If I were in England…I’d be waking up now.

It’s about 9am in London now at the time I start to write this.

I’m not going to have a formula for any of my posts here, but I guess I should say a little something about why I started this.

First I had an idea for a food blog, then a TV blog, then a tea blog, and now a personal blog. I had to somehow combine them. And then I thought: I like blogs where the person is being funny while still honest, and narrative while still rambling a bit. I had to find the one thing I could be brutally and unflinchingly honest about, while still remaining humorous and maybe even informative, yet still having a point of view.

And then it came to me.

I’ve never been to England, Great Britain, The United Kingdom, Across The Pond, Old Blighty, or any of the others ways I’m going to refer to it. For the most part, aside from my Welsh first name, I’ve got no real connections there. And before I was about 9 years old, I had never even met anyone from there.

[For those of you keeping score, I was in third grade and his name was Graham. He was VERY tall and blonde and only stayed in my primary school until the middle of the following year, when he inexplicably disappeared, only to return later in the form of nostalgic mentions in yearbook signings.]

So where did this fascination come from? Why am I so fascinated with the territory, its culture, its community, or even I daresay, its cuisine?

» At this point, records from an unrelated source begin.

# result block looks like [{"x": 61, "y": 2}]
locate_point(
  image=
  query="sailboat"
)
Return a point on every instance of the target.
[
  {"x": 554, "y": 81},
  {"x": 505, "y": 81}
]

It all started when I was 11. I can’t remember what brought it on. I had watched some TV shows from England, seen films with English actors, and tried fish and chips before, but somewhere between age 11 and 12, it began.

I became fascinated with all things British. Union Jacks started appearing in my room: wallets, pins, stickers. I had to watch TV with English actors so I could emulate their accents. I needed to know what a quid was, how I could find one, and how many dollars it equaled. But most of all, I needed their food.

All. The. Time.

This meant junk food in the mind of an 11-year-old, but it also meant an obsession with tea, scones, Heinz beans, clotted cream, crisps, and all the different recipes I could lay my hands on.

And on it went. With the internet came access to British music, more TV, more movies, more culture. And it’s never stopped.

I’ve tried to explain it to people who I meet and it usually is difficult to explain and maybe that’s why I think this is a good topic. The short answer is that I think the English have a way of doing thins “better” than the Americans, but that’s cheating. Like giving an answer without really answering the question.

Maybe this is what Lady Gaga meant when she wrote Born This Way.

I don’t know how to not love all things British. Granted, there are personalities i could do without and topics I don’t understand, but I think that on the whole, that world just makes more sense to me.

I’m going to try to write in this every day about how my Anglophilia stretches into my daily life and why I find England and its surrounding territories so wonderful. And maybe this title will inspire some future posts, but I don’t like sticking to themes, so I’m not bothered.

I’ve never been to Britain, but maybe someday, when I do get there…I’ll actually know why I’ve wanted to go for the past 16 years.